Le commissaire de justice pour un constat officiel
Seul un commissaire de justice (anciennement huissier) peut produire un procès-verbal opposable devant les tribunaux. Il se rend sur place, note objectivement les malfaçons ou anomalies, et produit un document circonstancié, souvent décisif en cas de litige. Ce type de prestation est payante, mais elle sécurise juridiquement toute contestation.
L’expertise privée complémentaire
Certains professionnels indépendants peuvent établir une expertise immobilière complète : ingénieurs du bâtiment, architectes, thermiciens. Une source neutre et objective, notamment si le logement présente aussi des problèmes de performance énergétique ou d’humidité structurelle. Des associations comme la ANIL peuvent orienter vers des interlocuteurs reconnus.

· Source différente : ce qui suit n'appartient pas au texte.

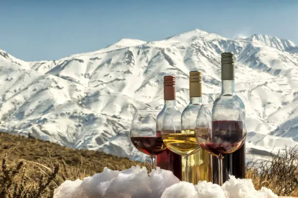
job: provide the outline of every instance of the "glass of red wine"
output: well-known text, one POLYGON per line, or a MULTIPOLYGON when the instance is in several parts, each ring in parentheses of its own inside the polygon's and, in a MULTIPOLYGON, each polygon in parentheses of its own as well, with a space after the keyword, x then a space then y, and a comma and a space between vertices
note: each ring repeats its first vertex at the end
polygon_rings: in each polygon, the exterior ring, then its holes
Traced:
POLYGON ((160 134, 156 134, 156 117, 160 111, 137 112, 130 127, 130 140, 139 151, 151 157, 152 169, 155 168, 155 158, 167 149, 160 134))
POLYGON ((202 149, 217 157, 219 181, 223 185, 223 160, 244 143, 246 130, 243 113, 238 102, 203 104, 195 127, 197 142, 202 149))

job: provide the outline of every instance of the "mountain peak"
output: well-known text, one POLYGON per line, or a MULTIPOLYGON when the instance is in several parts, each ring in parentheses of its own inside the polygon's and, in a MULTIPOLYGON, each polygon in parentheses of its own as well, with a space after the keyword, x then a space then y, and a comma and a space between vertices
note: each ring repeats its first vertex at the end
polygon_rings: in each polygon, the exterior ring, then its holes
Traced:
POLYGON ((215 33, 210 33, 200 29, 195 29, 191 31, 186 32, 168 37, 166 40, 189 43, 202 39, 207 40, 225 39, 224 38, 215 33))
POLYGON ((117 45, 123 47, 132 47, 142 45, 146 43, 147 42, 146 41, 141 40, 124 38, 120 39, 117 42, 111 45, 110 46, 117 45))

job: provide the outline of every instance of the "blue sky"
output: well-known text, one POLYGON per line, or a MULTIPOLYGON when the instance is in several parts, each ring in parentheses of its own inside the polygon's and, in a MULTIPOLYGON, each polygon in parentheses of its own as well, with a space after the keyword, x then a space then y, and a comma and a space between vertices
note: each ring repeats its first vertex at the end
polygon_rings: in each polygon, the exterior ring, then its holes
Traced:
POLYGON ((298 44, 298 0, 5 0, 0 49, 26 61, 95 50, 122 38, 149 41, 200 29, 261 33, 298 44))

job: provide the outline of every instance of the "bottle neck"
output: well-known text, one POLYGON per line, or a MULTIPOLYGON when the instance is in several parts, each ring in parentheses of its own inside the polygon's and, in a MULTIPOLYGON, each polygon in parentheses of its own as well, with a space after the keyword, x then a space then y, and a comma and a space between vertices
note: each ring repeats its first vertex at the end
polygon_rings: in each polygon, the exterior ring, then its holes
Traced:
POLYGON ((164 108, 171 108, 176 107, 175 100, 165 100, 165 105, 164 108))
POLYGON ((235 81, 233 80, 222 81, 222 94, 235 94, 235 81))
POLYGON ((189 105, 201 105, 203 103, 202 97, 190 97, 189 105))

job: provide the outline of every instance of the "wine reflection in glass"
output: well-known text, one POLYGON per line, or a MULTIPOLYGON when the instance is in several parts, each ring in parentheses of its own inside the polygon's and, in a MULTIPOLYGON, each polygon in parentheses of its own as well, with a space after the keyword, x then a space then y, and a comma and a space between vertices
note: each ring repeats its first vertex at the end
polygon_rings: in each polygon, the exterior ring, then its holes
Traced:
MULTIPOLYGON (((194 131, 181 130, 181 114, 184 108, 169 108, 165 116, 162 128, 162 137, 170 150, 181 155, 187 164, 189 155, 200 150, 194 131)), ((187 166, 185 166, 184 178, 188 181, 187 166)))
POLYGON ((155 158, 167 149, 160 135, 156 134, 156 117, 160 111, 137 112, 130 127, 130 140, 139 151, 151 158, 151 168, 155 168, 155 158))
POLYGON ((239 149, 245 142, 243 114, 238 103, 203 104, 195 127, 197 142, 202 149, 219 160, 219 183, 223 185, 223 160, 239 149))

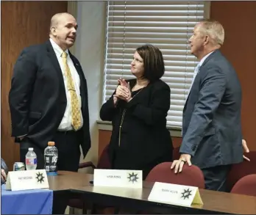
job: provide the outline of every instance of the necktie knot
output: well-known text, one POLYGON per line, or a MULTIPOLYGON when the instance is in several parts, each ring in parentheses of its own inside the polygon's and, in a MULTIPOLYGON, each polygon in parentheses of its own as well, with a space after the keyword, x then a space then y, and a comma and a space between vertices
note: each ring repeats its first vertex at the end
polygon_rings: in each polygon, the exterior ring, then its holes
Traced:
POLYGON ((63 54, 61 54, 62 58, 67 58, 68 54, 65 51, 63 51, 63 54))
POLYGON ((199 72, 199 69, 200 69, 200 64, 199 63, 196 67, 195 73, 197 73, 199 72))

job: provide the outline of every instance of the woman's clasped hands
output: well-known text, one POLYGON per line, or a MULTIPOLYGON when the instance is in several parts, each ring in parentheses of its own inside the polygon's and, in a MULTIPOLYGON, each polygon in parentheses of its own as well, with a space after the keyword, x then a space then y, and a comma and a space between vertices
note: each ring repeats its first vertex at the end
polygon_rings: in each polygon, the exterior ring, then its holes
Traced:
POLYGON ((124 79, 118 79, 118 80, 119 85, 116 88, 115 94, 114 95, 114 101, 117 101, 118 98, 124 100, 129 102, 132 99, 132 93, 128 84, 124 79))

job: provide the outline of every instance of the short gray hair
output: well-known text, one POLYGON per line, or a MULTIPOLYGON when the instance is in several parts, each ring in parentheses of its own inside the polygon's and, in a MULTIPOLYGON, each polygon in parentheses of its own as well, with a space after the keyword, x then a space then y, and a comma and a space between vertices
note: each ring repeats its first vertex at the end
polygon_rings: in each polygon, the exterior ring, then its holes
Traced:
POLYGON ((218 21, 206 19, 200 21, 199 24, 202 26, 202 31, 205 31, 205 33, 213 40, 215 45, 223 45, 225 33, 218 21))

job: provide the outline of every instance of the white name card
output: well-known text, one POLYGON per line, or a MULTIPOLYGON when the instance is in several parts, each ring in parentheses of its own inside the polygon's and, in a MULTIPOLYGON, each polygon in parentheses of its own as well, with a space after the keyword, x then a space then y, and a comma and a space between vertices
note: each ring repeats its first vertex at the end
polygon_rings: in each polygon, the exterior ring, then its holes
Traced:
POLYGON ((6 182, 7 190, 49 189, 46 170, 11 171, 6 182))
POLYGON ((142 171, 95 169, 93 186, 142 188, 142 171))
POLYGON ((160 182, 154 183, 148 200, 185 206, 203 204, 198 187, 160 182))

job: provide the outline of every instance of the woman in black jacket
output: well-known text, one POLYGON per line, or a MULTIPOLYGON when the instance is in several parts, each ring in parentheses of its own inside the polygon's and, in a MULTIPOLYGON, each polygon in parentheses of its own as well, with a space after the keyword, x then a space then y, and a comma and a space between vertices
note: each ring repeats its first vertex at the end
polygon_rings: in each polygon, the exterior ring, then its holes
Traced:
POLYGON ((165 71, 161 51, 152 45, 136 49, 131 63, 135 79, 118 80, 100 117, 112 121, 109 145, 112 169, 143 170, 143 180, 160 163, 172 161, 166 128, 170 87, 160 79, 165 71))

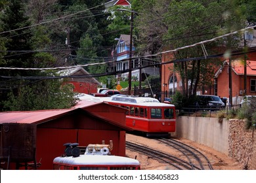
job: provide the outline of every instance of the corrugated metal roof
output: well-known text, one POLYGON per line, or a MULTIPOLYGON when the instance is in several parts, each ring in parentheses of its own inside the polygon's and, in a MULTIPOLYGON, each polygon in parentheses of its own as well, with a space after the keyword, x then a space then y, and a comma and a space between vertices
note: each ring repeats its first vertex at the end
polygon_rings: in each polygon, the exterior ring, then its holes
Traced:
MULTIPOLYGON (((233 69, 238 75, 244 74, 244 61, 242 60, 232 61, 233 69)), ((247 75, 256 76, 256 61, 247 60, 247 75)))
POLYGON ((0 124, 24 123, 39 124, 72 112, 77 108, 85 108, 102 102, 93 101, 81 101, 72 108, 53 109, 32 111, 10 111, 0 112, 0 124))

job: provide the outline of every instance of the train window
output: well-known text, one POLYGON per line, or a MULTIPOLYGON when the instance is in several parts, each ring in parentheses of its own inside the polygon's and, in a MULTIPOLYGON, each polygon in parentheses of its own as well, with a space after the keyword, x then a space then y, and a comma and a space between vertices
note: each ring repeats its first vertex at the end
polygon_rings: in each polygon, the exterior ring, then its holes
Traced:
POLYGON ((140 108, 140 116, 144 117, 144 108, 140 108))
POLYGON ((127 106, 126 108, 127 109, 127 110, 126 110, 126 114, 129 114, 130 113, 130 109, 129 106, 127 106))
POLYGON ((165 119, 173 118, 173 108, 165 108, 164 109, 165 119))
POLYGON ((110 170, 135 170, 136 167, 110 167, 110 170))
POLYGON ((161 118, 161 108, 151 108, 151 118, 161 118))
POLYGON ((139 107, 135 107, 135 116, 139 116, 139 107))
POLYGON ((80 170, 107 170, 106 167, 80 167, 80 170))
POLYGON ((130 115, 134 115, 134 107, 130 107, 130 115))

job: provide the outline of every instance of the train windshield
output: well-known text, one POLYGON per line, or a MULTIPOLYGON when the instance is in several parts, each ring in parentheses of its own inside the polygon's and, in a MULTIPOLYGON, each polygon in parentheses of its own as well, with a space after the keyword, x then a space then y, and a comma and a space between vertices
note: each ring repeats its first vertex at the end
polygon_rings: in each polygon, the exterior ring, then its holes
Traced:
POLYGON ((161 108, 151 108, 151 118, 161 118, 161 108))
MULTIPOLYGON (((154 119, 161 119, 162 108, 151 108, 151 118, 154 119)), ((163 116, 165 119, 173 119, 174 118, 173 108, 163 108, 163 116)))
POLYGON ((165 119, 172 119, 174 117, 173 108, 165 108, 163 113, 165 119))

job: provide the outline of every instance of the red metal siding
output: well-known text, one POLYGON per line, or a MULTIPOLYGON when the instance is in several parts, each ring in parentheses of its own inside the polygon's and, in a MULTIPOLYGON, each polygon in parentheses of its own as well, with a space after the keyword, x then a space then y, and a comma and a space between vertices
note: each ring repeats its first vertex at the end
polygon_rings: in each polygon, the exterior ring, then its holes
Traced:
POLYGON ((75 142, 77 129, 37 129, 36 159, 40 159, 41 170, 53 169, 53 159, 64 154, 63 144, 75 142))

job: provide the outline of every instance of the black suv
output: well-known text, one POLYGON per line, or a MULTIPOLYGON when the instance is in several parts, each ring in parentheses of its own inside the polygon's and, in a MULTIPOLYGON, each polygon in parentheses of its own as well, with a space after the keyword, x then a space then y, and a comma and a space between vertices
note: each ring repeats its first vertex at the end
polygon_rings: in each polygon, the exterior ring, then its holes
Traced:
POLYGON ((200 108, 221 108, 225 104, 216 95, 197 95, 196 106, 200 108))

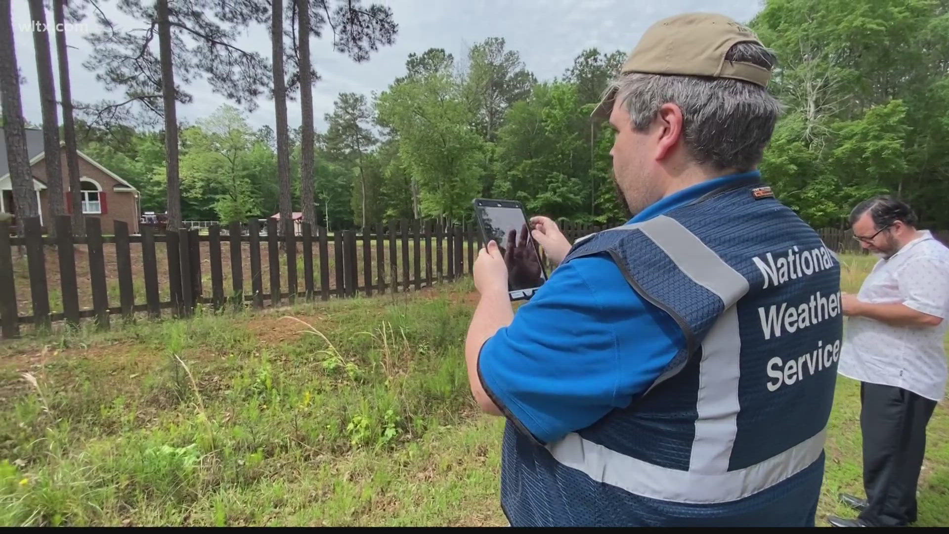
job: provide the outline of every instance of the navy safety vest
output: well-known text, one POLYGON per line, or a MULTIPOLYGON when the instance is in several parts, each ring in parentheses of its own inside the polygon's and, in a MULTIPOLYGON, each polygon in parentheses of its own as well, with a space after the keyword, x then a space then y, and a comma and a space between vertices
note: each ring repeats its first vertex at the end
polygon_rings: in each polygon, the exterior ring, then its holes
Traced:
POLYGON ((733 182, 574 244, 565 261, 608 254, 686 346, 630 406, 559 442, 542 446, 509 421, 512 525, 813 525, 840 264, 770 192, 758 179, 733 182))

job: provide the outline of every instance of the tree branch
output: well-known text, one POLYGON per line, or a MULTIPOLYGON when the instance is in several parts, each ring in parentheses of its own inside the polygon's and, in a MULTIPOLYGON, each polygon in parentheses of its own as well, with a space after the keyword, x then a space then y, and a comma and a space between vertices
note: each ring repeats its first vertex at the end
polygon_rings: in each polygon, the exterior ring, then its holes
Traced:
POLYGON ((86 128, 85 128, 86 134, 88 134, 88 132, 91 131, 93 125, 95 125, 96 124, 99 123, 99 120, 102 117, 103 113, 105 113, 106 111, 118 109, 118 108, 120 108, 120 107, 121 107, 123 105, 126 105, 131 104, 131 103, 136 102, 136 101, 141 102, 142 105, 144 105, 146 107, 150 108, 152 111, 155 111, 156 113, 158 113, 158 109, 156 109, 154 106, 152 106, 148 103, 148 99, 152 99, 152 98, 161 98, 161 94, 158 93, 158 94, 154 94, 154 95, 139 95, 139 96, 132 97, 132 98, 126 100, 125 102, 121 102, 119 104, 110 104, 110 105, 106 105, 104 107, 100 108, 99 112, 96 113, 96 118, 93 119, 92 122, 86 123, 86 128))
POLYGON ((217 39, 214 39, 214 37, 211 37, 210 35, 202 33, 202 32, 196 30, 196 29, 193 29, 191 28, 188 28, 187 26, 185 26, 185 25, 183 25, 183 24, 181 24, 179 22, 174 22, 174 21, 172 21, 170 24, 172 26, 176 27, 176 28, 180 28, 181 29, 184 29, 185 31, 191 33, 192 35, 195 35, 197 37, 200 37, 201 39, 204 39, 205 41, 211 43, 212 45, 219 45, 221 47, 224 47, 225 48, 230 48, 232 50, 234 50, 234 51, 239 52, 239 53, 241 53, 243 55, 246 55, 246 56, 252 55, 251 52, 248 52, 247 50, 244 50, 242 48, 238 48, 237 47, 234 47, 233 45, 231 45, 230 43, 225 43, 224 41, 218 41, 217 39))

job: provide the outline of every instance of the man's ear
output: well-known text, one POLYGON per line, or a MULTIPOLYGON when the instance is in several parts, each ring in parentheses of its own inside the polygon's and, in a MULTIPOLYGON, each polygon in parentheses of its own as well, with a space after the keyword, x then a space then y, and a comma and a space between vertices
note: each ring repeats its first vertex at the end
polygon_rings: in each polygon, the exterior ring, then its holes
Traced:
POLYGON ((682 110, 675 104, 663 104, 656 114, 656 127, 659 128, 656 160, 661 161, 672 154, 672 150, 682 137, 682 110))

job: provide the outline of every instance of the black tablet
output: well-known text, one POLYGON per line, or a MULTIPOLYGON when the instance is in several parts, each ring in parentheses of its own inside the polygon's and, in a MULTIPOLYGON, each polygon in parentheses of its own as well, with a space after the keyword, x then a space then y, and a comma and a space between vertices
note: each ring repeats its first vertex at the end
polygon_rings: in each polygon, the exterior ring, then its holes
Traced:
POLYGON ((508 265, 508 295, 512 300, 530 299, 547 281, 537 243, 530 236, 524 206, 517 200, 474 199, 481 238, 493 239, 508 265))

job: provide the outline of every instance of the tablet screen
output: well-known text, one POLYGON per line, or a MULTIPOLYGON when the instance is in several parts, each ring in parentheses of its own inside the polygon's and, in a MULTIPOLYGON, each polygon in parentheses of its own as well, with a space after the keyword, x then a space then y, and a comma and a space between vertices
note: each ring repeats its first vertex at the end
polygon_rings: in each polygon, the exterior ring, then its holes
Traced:
MULTIPOLYGON (((517 207, 484 205, 477 206, 476 210, 486 239, 494 239, 504 255, 508 265, 508 290, 531 290, 543 285, 544 270, 524 212, 517 207)), ((528 292, 521 293, 529 296, 528 292)))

La marche à suivre pas à pas
Voici les étapes recommandées pour établir la non-décence d’un logement :
- Rassembler des preuves : photos, vidéos, échanges écrits
- Informer le propriétaire et demander la réalisation de travaux
- Envoyer une mise en demeure par lettre recommandée avec accusé de réception
- Contacter les services compétents selon la nature du problème (ARS, mairie, PDLHI)
- Faire réaliser un constat formel par un commissaire de justice
- En dernier recours, saisir le tribunal judiciaire pour faire valoir ses droits
En cas de constat officiel, les autorités peuvent imposer des travaux obligatoires au propriétaire, voire adopter un arrêté d’insalubrité interdisant la location.
Sanctions et protections prévues
Un propriétaire qui persiste à louer un logement jugé non décent s’expose à plusieurs sanctions : suspension des aides au logement, injonction de travaux, voire astreinte financière. Le locataire peut demander une diminution du loyer et un dédommagement. Contrairement à certaines idées reçues, la non-décence ne donne pas droit à une expulsion du locataire si celui-ci respecte ses obligations de paiement.
Pour tout signalement sérieux, la loi protège le locataire, et impose au propriétaire de maintenir le logement dans un état conforme, dès la signature du bail et pendant toute la durée de la location.